Nie bez znaczenia dla potencjalnego pracodawcy jest też to, by zatrudniana osoba mogła „wylegitymować się” zawodowym doświadczeniem, co (jak pisaliśmy) bywa trudne i często tworzy błędne koło oczekiwań. Przy okazji rynek pracy ujawnia też inny problem, z którym borykają się pracownicy i pracodawcy. Problem mający swoje źródło w systemie edukacji.

Problemem jest cały czas niedopasowanie kompetencji, kwalifikacji, które mają osoby wchodzące na rynek pracy, do tego co faktycznie jest na tym rynku potrzebne - mówi Maciej Smolarek.

Są jednak zawody w których, z uwagi na brak wykształconych specjalistów pracodawcy sami „inwestują” w pozyskanie przez pracowników wymaganych umiejętności, wiedząc, że osób już wykwalifikowanych na rynku nie ma, lub też jest ich, „jak na lekarstwo”.

Istotnie, pracodawcy w różnych branżach narzekają, że są w stanie zatrudnić każda liczbę pracowników, byleby te osoby były. Co więcej, są w stanie zatrudniać osoby o innym doświadczeniu, o innej wiedzy i kwalifikacjach., przyuczając je. Z drugiej strony mówią też, żeby takiej osobie, po prostu, chciało się pracować.(...) Mamy takie branże, np.
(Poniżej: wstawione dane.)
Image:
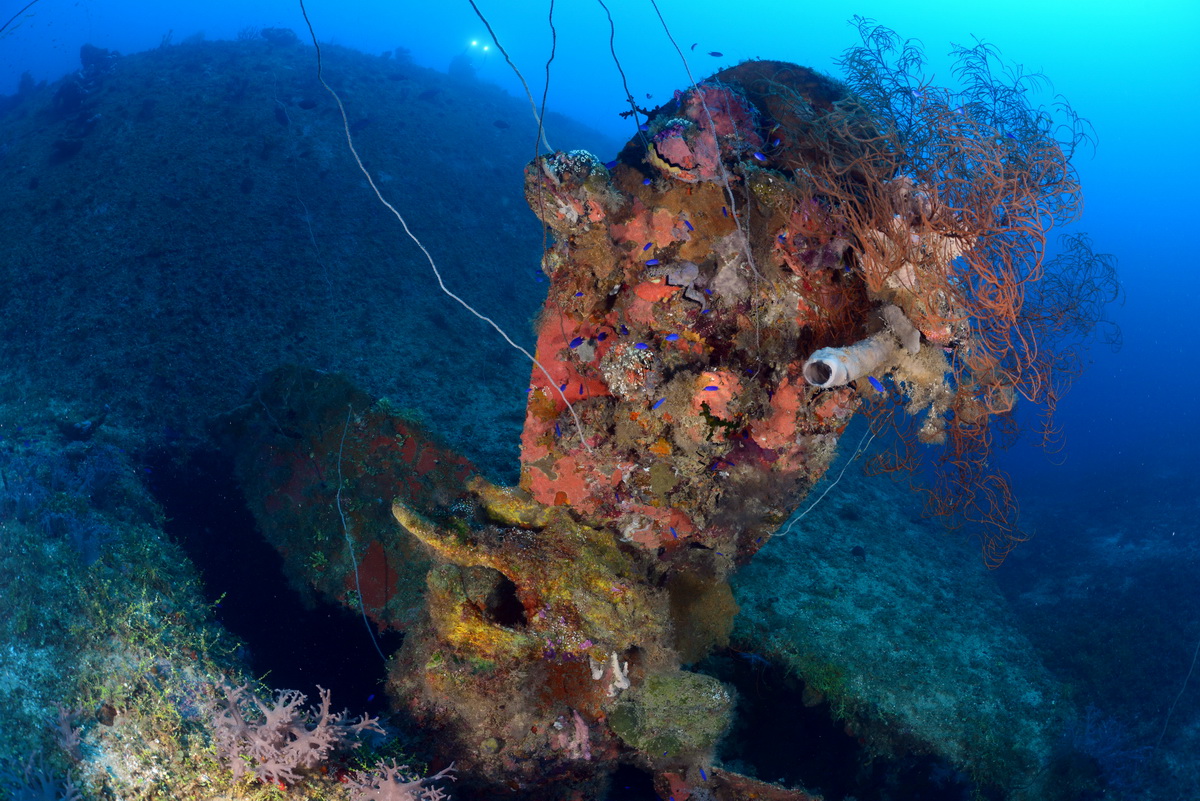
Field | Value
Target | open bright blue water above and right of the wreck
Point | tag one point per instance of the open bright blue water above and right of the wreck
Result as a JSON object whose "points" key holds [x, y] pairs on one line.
{"points": [[1131, 69]]}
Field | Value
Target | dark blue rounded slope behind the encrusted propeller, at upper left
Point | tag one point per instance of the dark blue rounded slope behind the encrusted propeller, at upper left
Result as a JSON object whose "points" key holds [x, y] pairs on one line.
{"points": [[182, 221]]}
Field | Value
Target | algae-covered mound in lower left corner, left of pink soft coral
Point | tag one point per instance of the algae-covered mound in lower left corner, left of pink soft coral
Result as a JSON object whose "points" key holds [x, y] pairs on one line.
{"points": [[110, 654]]}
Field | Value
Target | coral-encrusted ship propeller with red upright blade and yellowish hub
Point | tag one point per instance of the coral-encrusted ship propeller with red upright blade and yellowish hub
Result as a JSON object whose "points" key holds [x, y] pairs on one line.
{"points": [[748, 273]]}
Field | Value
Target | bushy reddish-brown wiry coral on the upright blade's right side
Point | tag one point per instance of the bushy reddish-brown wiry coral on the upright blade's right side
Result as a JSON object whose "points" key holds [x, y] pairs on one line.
{"points": [[947, 197]]}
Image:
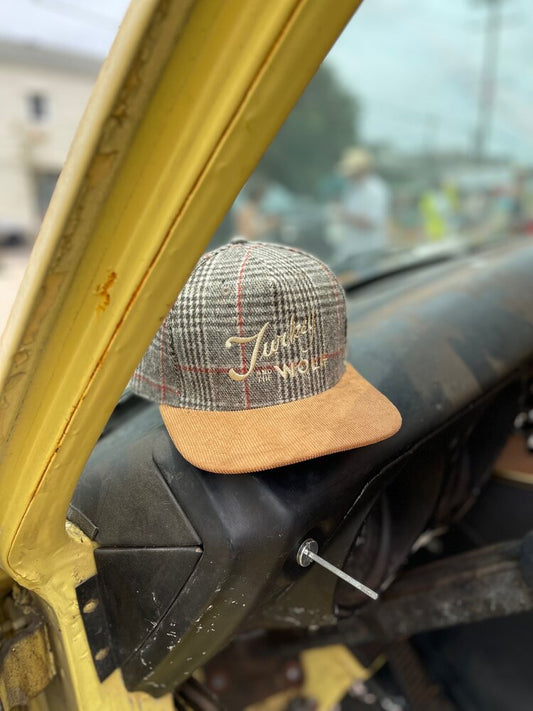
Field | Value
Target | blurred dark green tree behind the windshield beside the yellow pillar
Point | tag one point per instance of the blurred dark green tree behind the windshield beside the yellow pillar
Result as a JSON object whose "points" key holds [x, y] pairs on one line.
{"points": [[309, 144]]}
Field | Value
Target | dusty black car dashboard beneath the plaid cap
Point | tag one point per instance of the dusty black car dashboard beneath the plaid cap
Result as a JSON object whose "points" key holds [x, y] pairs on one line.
{"points": [[187, 560]]}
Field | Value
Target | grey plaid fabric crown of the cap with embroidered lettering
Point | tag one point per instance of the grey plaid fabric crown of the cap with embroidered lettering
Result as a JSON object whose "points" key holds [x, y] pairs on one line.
{"points": [[255, 325]]}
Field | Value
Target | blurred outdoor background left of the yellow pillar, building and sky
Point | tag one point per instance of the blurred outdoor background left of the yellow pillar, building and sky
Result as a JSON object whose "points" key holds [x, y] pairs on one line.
{"points": [[50, 56]]}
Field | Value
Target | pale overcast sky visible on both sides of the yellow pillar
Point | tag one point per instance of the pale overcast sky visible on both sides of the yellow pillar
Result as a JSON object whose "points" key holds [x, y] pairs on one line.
{"points": [[415, 65]]}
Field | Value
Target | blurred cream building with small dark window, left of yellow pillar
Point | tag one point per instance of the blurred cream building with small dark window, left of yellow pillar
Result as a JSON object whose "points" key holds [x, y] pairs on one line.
{"points": [[43, 93]]}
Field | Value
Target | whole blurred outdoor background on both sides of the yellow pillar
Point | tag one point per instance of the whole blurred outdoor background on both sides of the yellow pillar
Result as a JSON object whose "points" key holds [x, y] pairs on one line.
{"points": [[412, 142]]}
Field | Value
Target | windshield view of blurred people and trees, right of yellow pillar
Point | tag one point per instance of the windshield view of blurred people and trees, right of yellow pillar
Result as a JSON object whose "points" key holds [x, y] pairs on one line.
{"points": [[411, 143]]}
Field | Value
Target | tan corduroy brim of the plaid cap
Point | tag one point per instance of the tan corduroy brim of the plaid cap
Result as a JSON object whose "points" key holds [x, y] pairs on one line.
{"points": [[351, 414]]}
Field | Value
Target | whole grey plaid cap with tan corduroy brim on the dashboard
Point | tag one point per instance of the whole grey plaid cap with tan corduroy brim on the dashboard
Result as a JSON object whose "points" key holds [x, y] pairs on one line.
{"points": [[249, 365]]}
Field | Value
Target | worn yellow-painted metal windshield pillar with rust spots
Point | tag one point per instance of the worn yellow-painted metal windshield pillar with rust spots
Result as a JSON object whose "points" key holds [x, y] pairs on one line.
{"points": [[190, 96]]}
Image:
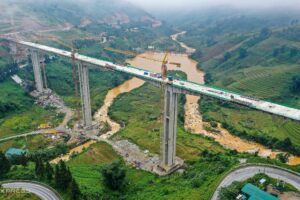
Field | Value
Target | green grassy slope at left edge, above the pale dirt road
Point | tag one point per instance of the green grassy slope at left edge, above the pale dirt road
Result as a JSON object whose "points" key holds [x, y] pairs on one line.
{"points": [[26, 116]]}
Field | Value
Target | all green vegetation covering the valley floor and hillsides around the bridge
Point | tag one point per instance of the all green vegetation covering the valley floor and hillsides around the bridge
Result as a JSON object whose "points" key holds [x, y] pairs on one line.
{"points": [[245, 54]]}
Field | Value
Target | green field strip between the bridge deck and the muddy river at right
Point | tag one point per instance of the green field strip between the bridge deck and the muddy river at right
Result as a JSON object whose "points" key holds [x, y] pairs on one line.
{"points": [[271, 131]]}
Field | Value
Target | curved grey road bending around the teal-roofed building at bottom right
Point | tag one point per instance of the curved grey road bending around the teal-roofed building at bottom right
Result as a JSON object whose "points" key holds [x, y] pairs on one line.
{"points": [[247, 172]]}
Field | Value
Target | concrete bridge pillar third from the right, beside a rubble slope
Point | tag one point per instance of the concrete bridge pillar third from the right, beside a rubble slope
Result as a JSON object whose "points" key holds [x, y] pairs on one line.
{"points": [[37, 70]]}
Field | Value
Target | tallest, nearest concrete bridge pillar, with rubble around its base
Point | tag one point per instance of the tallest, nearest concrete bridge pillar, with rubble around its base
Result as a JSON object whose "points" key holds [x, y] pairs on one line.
{"points": [[168, 139]]}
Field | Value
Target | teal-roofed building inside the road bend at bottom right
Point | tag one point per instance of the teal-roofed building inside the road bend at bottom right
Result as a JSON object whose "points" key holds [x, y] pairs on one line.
{"points": [[254, 193]]}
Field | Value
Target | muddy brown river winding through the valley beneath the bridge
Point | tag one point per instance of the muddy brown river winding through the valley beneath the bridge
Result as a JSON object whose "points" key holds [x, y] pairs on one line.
{"points": [[193, 119]]}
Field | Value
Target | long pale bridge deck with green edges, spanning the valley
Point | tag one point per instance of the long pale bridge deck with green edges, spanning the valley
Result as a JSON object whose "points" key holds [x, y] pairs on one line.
{"points": [[185, 86]]}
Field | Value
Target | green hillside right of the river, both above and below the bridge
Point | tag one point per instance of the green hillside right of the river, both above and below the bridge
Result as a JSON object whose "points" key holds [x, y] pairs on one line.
{"points": [[255, 58]]}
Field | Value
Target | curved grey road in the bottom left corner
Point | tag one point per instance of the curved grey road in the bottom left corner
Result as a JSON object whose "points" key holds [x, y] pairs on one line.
{"points": [[41, 191]]}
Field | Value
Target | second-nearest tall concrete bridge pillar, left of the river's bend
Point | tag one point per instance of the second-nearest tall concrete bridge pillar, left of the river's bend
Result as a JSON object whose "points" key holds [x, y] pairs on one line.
{"points": [[83, 72]]}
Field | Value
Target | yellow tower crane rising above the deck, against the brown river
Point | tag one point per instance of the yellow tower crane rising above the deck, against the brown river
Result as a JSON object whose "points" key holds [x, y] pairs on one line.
{"points": [[164, 62]]}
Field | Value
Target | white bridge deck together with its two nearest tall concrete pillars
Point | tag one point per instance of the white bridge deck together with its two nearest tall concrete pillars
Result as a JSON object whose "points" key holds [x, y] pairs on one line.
{"points": [[168, 143]]}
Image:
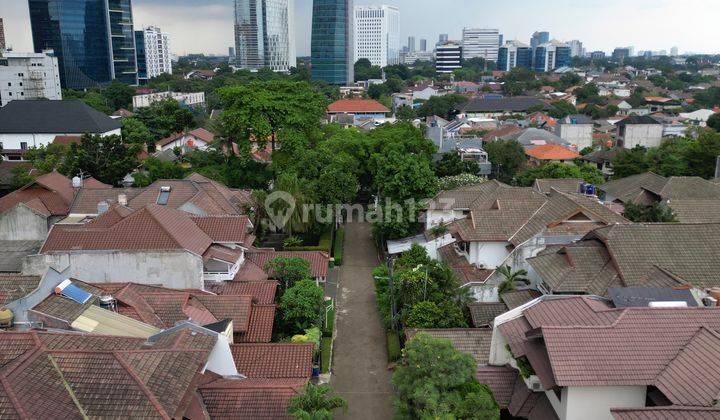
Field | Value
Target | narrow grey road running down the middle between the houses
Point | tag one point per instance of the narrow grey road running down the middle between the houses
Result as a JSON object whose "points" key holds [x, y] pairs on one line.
{"points": [[359, 367]]}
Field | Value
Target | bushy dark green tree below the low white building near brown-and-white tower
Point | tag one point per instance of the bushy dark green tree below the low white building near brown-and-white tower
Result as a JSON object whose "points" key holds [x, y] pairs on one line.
{"points": [[164, 118]]}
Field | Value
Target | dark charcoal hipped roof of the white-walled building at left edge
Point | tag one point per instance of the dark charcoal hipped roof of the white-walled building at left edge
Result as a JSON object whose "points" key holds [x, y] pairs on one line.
{"points": [[53, 117]]}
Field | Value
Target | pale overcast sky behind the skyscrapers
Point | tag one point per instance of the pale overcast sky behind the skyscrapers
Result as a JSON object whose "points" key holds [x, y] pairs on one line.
{"points": [[207, 26]]}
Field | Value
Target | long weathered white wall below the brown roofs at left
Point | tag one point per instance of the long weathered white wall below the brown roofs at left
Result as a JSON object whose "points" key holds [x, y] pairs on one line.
{"points": [[174, 269]]}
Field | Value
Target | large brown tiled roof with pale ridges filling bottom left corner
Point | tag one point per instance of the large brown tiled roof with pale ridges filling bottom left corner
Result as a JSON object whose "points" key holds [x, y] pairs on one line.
{"points": [[108, 376]]}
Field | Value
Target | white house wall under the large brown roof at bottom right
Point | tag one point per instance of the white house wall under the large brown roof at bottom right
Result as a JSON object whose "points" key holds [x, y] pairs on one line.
{"points": [[595, 402]]}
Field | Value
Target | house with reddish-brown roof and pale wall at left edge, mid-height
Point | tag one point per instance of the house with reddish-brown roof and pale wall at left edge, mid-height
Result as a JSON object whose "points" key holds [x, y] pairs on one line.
{"points": [[29, 212]]}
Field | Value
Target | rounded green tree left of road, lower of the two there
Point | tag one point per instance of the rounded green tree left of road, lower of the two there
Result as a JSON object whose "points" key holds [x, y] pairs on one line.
{"points": [[301, 306]]}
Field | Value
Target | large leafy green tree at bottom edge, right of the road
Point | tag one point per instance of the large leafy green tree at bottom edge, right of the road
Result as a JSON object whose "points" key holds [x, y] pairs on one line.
{"points": [[435, 380]]}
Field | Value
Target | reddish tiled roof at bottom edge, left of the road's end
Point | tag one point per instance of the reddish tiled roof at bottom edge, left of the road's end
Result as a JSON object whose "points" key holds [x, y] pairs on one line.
{"points": [[250, 398]]}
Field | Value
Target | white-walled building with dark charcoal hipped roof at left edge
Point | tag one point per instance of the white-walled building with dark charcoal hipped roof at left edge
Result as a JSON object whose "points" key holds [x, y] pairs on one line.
{"points": [[35, 123]]}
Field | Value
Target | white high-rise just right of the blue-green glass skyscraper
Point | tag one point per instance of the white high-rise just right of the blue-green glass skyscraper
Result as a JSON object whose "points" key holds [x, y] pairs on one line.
{"points": [[377, 35]]}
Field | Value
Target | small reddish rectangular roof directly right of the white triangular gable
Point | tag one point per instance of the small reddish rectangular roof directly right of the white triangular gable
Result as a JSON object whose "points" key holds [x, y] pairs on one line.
{"points": [[273, 360]]}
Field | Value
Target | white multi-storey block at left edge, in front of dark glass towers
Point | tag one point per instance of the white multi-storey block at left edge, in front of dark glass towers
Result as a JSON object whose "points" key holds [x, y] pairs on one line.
{"points": [[26, 76]]}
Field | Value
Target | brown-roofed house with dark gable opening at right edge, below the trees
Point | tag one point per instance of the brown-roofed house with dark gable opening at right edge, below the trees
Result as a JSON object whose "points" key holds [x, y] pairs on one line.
{"points": [[691, 199]]}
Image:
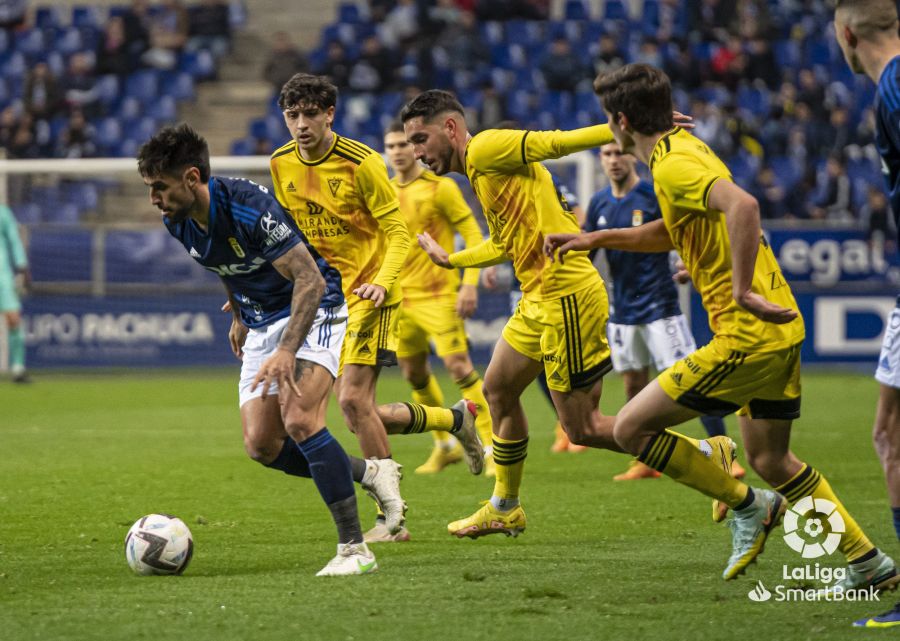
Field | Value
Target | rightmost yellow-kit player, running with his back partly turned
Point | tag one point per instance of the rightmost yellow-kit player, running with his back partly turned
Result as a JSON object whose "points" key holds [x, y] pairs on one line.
{"points": [[752, 364]]}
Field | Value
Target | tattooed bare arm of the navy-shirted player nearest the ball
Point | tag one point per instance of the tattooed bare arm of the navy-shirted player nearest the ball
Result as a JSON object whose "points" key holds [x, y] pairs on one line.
{"points": [[298, 267]]}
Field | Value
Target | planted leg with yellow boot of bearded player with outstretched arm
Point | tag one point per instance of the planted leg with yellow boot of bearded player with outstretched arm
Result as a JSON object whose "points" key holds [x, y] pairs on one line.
{"points": [[507, 376]]}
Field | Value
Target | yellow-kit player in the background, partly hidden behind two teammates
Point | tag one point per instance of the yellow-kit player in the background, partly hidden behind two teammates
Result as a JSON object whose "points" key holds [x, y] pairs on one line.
{"points": [[435, 302]]}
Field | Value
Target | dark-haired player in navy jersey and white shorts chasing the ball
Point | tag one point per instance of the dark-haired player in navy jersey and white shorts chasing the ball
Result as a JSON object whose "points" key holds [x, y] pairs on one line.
{"points": [[289, 317]]}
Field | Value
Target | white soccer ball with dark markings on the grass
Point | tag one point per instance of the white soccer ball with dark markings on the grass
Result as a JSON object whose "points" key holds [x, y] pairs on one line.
{"points": [[159, 544]]}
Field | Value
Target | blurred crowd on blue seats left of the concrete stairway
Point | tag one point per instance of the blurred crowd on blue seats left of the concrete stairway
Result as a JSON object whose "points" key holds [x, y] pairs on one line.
{"points": [[84, 82]]}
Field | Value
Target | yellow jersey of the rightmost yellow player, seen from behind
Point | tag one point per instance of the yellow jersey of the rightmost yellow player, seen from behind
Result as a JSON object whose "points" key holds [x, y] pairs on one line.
{"points": [[684, 170]]}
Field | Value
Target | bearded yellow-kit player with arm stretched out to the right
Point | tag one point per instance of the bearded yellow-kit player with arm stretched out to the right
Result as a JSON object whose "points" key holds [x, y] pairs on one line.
{"points": [[560, 323]]}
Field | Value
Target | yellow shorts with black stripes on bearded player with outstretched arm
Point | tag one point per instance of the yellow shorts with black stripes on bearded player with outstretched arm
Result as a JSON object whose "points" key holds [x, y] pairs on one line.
{"points": [[568, 334]]}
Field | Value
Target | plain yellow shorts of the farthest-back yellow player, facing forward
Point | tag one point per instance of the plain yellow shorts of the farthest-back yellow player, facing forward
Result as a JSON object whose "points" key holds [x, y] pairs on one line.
{"points": [[435, 319]]}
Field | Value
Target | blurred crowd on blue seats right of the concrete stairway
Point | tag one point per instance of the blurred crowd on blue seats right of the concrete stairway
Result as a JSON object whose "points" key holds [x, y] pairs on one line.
{"points": [[764, 80]]}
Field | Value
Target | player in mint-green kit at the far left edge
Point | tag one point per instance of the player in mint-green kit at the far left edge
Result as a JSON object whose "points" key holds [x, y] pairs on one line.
{"points": [[13, 276]]}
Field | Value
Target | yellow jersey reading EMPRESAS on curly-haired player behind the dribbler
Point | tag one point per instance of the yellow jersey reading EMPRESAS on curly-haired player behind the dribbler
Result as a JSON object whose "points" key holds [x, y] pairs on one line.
{"points": [[346, 207]]}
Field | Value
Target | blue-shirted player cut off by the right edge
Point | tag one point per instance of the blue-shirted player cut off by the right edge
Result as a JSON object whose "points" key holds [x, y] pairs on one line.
{"points": [[866, 31]]}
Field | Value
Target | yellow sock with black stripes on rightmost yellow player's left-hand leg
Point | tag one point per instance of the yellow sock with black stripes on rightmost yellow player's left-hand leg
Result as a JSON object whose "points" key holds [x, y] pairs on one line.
{"points": [[675, 456]]}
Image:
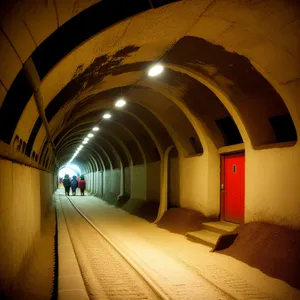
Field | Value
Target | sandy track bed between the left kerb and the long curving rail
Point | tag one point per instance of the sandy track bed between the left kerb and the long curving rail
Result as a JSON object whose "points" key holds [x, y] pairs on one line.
{"points": [[108, 273]]}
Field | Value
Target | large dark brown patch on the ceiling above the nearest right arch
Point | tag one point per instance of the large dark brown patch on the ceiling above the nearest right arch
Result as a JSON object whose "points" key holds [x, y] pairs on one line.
{"points": [[247, 88]]}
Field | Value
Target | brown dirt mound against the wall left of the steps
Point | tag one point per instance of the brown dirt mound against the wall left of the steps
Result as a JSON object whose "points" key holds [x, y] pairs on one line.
{"points": [[182, 220]]}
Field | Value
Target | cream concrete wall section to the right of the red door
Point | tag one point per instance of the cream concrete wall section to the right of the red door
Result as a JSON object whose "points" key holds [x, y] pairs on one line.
{"points": [[272, 186]]}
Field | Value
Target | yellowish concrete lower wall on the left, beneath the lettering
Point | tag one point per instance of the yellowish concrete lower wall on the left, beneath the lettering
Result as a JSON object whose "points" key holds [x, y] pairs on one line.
{"points": [[25, 195]]}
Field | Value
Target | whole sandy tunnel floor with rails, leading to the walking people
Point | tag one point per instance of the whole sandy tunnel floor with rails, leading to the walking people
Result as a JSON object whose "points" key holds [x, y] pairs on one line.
{"points": [[175, 267]]}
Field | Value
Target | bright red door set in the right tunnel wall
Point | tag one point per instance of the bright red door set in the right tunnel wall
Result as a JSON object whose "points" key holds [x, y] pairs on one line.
{"points": [[233, 187]]}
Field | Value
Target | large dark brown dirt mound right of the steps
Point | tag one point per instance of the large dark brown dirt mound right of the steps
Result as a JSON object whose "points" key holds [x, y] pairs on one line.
{"points": [[271, 248]]}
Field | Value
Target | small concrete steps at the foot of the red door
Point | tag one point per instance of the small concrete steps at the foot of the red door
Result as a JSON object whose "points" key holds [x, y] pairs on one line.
{"points": [[211, 232]]}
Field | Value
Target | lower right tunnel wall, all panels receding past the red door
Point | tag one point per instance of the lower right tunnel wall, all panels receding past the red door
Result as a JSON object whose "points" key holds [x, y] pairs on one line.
{"points": [[271, 184]]}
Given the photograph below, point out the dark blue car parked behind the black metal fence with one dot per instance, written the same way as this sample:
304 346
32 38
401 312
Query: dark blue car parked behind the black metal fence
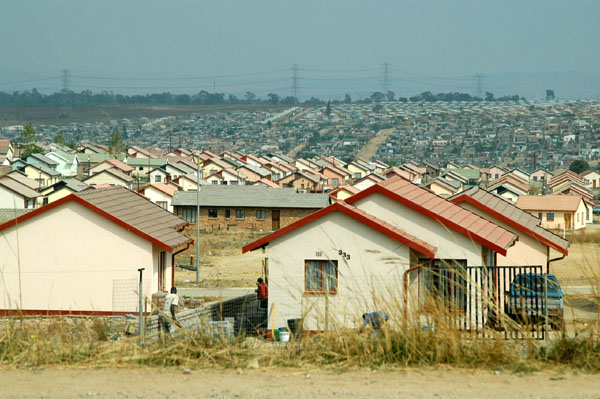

IT, gdzie każdy pracownik staje się powoli na wagę złota.

Słowem – są branże, w których to pracownik zaczyna powoli dyktować warunki pracodawcom, a nie odwrotnie. Jednak nie możemy mówić o tym, że zjawisko to występuje wszędzie z jednakową intensywnością. Co mają więc zrobić młodzi, by zwiększyć swoje szanse na atrakcyjną i dobrze płatną pracę? Zadbać o kwalifikacje i wykształcenie. Przy czym, wbrew pokutującej jeszcze kilka lat temu opinii, wykształcenie niekoniecznie oznacza tutaj uzyskanie dyplomu wyższej uczelni. Swoją przyszłość zawodową muszą zacząć kształtować 18-latkowie, a nawet absolwenci szkół podstawowych wybierający dalszy kierunek kształcenia.

Pomocny może być tu „Barometr Zawodów” publikowany przez WUP. Coroczna publikacja wskazuje na najbardziej „deficytowe” zawody na rynku. Co prawda trudno jest wyrokować, czy za pięć lat „barometr” będzie wyglądał podobnie, z drugiej jednak strony trudno przypuszczać, by widoczne obecnie tendencje na rynku pracy miały się zmienić, w dającej się przewidzieć przyszłości. Trudno po raporcie spodziewać się zaskakujących danych. I rzeczywiście, w rozpoczynającym się roku, zdaniem WUP, pracodawcy ponownie skarżyć się będą na deficyt pracowników budowlanych, kierowców samochodów ciężarowych, spawaczy, skrawaczy i ślusarzy, pielęgniarek, lekarzy, specjalistów robotyki i automatyki, specjalistów baz danych i innej wykwalifikowanej kadry IT. Co ciekawe jednak specjaliści prognozują także, że coraz bardziej widoczny będzie brak... nauczycieli. Chodzi jednak o tych, związanych z nauką zawodową, gdzie problemem jest fakt przechodzenia na emeryturę specjalistów, których następców, po prostu, brak.

Na drugim biegunie znajdują się ekonomiści, pedagodzy, pracownicy biur turystycznych, absolwenci filozofii, historycy, politolodzy i kulturoznawcy. Ofert dla tych grup, według barometru, pojawi się w tym roku najmniej.